Evaluation of immunostaining

Entire tissue slides were evaluated to eliminate confounding effects due to intratumoural heterogeneity, which has been reported for iICP expression, particularly PD-L1 (24, 25). Evaluation of immunostaining was performed by a board certified dermatopathologist and reproducibility was verified by evaluation of randomly selected samples by an additional pathologist, both blinded to clinical parameters. PD-L1 staining of the epithelial tumour component and of TIL in the peritumoural stroma were analysed separately and expressed as PD-L1 Tumor Proportion Score (TPS), defined as the percentage of viable tumour cells exhibiting complete or partial membranous staining at any intensity above background cytoplasmic staining, and PD-L1 Immune Cell Score (IC), respectively, as previously defined (26). In line with current consensus, only membranous PD-L1 staining was considered positive for the epithelial tumour component, while for TIL both cytoplasmatic and membranous staining were regarded as positive. Based on recent references, PD-L1 TPS positivity was defined as ≥ 1% stained tumour cells (27–30). CD8 and TIGIT immunostainings were regarded as positive in case of specific cytoplasmic or membranous staining and expressed as the proportion of positive immune cells relative to the tumour cell area. CD155 immunostaining was considered positive only in case of a specific membranous staining and expressed as percentage of analysed cells, as previously described (20). Cut-off-values for TIGIT and CD155 positivity in cSCC are not or insufficiently established and were defined at ≥ 5% and ≥ 1%, respectively, for statistical evaluation as previously proposed (20, 31, 32), while the median value was used as cut-off to discriminate high and low density of CD8⁺ immune infiltrates.

Statistical analysis

All statistical analyses were performed with R version 4.2.2 (33). Differences in clinicopathological characteristics between groups defined by immunoexpression status were assessed with Fisher’s exact test or Student’s t-test (for age). Differences in quantitative (non-dichotomized) expression between subgroups were assessed with Wilcoxon’s signed-rank test. Spearman’s rank correlation and a corresponding test based on algorithm AS89 was used for the association of 2 quantitative expression measures. p ≤ 0.05 was considered statistically significant. Since all analyses were exploratory, no adjustments for multiple comparisons were performed.

RESULTS

Clinicopathological characteristics of patients and tumours are summarized in Table I. Exploratory analyses for tumour tissues from 50 patients, predominantly men (n = 39, 78.0%) at a median age of 78 years (range 48–95 years) were conducted. The vast majority of tumours, comprising 36 primary cSCC at diverse differentiation stages (G1–G3), 9 KA and 5 cutaneous metastases, was localized in chronic sun-exposed body sites, mostly the head and neck region (n = 35, 70.0%).

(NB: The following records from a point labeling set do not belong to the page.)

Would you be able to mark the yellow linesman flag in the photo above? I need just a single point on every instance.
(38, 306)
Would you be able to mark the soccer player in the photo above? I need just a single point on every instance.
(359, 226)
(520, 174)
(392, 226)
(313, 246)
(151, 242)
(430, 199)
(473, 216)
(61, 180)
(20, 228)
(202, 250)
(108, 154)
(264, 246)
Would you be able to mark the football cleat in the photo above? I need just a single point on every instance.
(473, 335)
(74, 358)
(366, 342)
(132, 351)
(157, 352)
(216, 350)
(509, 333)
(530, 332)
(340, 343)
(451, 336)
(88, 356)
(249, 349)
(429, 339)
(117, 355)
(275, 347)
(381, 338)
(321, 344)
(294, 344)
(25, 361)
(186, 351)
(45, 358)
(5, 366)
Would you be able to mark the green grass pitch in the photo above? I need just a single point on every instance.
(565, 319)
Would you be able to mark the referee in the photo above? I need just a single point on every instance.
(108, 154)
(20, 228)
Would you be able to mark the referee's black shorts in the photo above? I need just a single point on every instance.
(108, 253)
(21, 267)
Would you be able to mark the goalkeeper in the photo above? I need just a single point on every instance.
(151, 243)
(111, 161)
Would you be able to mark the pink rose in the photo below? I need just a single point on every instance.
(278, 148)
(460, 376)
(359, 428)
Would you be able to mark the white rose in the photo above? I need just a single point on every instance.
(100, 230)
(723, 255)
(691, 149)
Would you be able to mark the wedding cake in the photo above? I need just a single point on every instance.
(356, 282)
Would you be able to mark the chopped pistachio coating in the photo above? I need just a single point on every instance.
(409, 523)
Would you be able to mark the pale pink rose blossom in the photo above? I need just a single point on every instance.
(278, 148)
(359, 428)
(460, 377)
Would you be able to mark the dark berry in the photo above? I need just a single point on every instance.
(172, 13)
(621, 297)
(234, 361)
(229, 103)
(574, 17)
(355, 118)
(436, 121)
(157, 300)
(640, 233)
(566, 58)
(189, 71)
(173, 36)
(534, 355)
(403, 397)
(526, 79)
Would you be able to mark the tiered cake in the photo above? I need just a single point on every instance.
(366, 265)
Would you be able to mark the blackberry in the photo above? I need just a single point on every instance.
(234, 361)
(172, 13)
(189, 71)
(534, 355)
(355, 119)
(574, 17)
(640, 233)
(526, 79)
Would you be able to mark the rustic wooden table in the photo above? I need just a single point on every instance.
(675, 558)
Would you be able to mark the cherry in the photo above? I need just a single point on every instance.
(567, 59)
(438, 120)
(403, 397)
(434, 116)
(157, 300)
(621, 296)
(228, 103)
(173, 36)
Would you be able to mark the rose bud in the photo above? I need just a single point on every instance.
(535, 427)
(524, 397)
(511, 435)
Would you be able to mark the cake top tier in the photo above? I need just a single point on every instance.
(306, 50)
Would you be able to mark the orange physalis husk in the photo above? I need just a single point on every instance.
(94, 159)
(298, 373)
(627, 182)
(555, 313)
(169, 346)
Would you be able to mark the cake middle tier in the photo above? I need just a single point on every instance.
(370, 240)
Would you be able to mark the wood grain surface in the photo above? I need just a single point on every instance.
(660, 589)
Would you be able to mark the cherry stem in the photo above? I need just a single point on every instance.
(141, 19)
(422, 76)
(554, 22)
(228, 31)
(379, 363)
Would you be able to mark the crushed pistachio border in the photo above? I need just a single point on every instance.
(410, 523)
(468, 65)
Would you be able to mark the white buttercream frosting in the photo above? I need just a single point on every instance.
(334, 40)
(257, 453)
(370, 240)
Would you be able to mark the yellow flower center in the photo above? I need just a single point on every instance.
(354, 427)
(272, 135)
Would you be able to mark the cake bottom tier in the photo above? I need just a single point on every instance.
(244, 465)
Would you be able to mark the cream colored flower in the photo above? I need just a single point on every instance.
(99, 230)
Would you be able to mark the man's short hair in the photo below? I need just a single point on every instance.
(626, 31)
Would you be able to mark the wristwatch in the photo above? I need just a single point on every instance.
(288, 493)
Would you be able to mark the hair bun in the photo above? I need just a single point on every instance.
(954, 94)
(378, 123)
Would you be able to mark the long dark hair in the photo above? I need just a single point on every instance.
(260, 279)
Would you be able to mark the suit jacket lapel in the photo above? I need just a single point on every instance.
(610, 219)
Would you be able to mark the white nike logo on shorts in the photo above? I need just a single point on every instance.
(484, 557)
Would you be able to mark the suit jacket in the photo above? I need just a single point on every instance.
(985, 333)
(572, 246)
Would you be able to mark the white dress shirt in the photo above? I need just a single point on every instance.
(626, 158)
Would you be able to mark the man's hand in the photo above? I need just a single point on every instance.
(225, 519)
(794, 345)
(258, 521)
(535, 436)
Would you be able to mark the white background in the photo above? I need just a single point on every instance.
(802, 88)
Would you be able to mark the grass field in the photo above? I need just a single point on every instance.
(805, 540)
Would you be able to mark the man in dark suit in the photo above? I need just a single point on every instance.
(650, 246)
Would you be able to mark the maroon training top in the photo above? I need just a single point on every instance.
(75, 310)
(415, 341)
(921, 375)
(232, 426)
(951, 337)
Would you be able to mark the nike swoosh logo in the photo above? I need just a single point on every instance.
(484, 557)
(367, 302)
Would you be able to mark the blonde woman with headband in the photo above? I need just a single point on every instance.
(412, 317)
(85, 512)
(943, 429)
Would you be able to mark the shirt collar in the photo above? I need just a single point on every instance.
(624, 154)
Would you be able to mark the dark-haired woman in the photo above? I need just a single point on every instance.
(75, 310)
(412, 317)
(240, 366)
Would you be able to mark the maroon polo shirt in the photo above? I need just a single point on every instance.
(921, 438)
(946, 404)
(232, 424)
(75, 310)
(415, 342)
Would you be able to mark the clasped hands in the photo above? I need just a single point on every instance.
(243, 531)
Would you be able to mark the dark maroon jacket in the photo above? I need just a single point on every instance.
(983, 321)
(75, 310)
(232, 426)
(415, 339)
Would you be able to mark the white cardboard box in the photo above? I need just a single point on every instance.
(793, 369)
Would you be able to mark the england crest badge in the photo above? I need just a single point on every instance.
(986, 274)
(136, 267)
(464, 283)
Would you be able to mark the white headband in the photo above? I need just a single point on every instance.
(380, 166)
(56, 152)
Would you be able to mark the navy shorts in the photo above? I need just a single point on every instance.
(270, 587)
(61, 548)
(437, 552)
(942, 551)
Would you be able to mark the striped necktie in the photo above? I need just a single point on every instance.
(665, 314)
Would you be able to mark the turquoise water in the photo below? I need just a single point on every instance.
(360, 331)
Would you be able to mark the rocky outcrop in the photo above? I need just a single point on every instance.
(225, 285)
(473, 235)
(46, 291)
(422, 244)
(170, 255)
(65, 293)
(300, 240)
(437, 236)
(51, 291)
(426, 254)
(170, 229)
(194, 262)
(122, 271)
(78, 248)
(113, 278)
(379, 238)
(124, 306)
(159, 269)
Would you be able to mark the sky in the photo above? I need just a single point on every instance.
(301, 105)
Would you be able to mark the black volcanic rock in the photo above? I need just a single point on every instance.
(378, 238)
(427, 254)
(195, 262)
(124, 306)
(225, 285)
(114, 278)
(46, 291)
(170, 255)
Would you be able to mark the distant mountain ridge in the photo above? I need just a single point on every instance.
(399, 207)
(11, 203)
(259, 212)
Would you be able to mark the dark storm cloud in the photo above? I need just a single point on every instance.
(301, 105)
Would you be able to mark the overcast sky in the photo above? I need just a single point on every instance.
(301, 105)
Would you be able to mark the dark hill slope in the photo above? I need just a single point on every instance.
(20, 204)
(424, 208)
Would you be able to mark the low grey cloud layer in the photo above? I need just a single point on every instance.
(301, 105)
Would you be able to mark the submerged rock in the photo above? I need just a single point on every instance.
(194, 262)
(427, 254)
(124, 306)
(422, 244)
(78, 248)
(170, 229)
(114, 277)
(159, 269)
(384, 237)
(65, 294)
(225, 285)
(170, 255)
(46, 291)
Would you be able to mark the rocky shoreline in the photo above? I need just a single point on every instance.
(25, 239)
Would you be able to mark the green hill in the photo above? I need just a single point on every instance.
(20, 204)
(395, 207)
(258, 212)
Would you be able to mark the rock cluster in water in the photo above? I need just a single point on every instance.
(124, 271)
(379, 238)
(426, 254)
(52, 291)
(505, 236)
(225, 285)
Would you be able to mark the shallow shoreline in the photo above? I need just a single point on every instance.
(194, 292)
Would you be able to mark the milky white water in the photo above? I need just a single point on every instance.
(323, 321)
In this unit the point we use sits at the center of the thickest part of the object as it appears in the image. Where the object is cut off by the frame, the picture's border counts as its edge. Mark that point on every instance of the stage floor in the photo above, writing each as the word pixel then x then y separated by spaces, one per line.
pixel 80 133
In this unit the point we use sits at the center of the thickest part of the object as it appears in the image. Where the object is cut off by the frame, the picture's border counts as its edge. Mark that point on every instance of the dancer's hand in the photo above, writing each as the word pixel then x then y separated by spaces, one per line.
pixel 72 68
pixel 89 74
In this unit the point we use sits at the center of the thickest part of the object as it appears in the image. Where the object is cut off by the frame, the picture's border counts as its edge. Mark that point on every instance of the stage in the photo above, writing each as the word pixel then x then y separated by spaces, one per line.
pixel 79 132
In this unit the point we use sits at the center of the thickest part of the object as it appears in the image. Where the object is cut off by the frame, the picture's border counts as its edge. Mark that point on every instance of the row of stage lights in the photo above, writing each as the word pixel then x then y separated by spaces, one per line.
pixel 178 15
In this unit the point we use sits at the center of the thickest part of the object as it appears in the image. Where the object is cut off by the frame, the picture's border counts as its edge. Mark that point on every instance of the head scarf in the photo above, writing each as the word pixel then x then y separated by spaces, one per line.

Table I. Clinicopathological characteristics of the study cohort

Characteristics	n (%)
Sex, n (%)  Female  Male	11 (22.0) 39 (78.0)
Age, years, median (range)	78 (48–95)
Tissue  Keratoacanthoma  Cutaneous squamous cell carcinoma   Well-differentiated (G1)   Moderately differentiated (G2)   Poorly differentiated (G3) Metastasis	9 (18.0) 9 (18.0) 11 (22.0) 16 (32.0) 5 (10.0)
Tumour thickness, mm, median (range)	5.4 (0.6–15.0)
Anatomical site  Head/neck  Upper extremities  Lower extremities  Trunk	35 (70.0) 9 (18.0) 3 (6.0) 3 (6.0)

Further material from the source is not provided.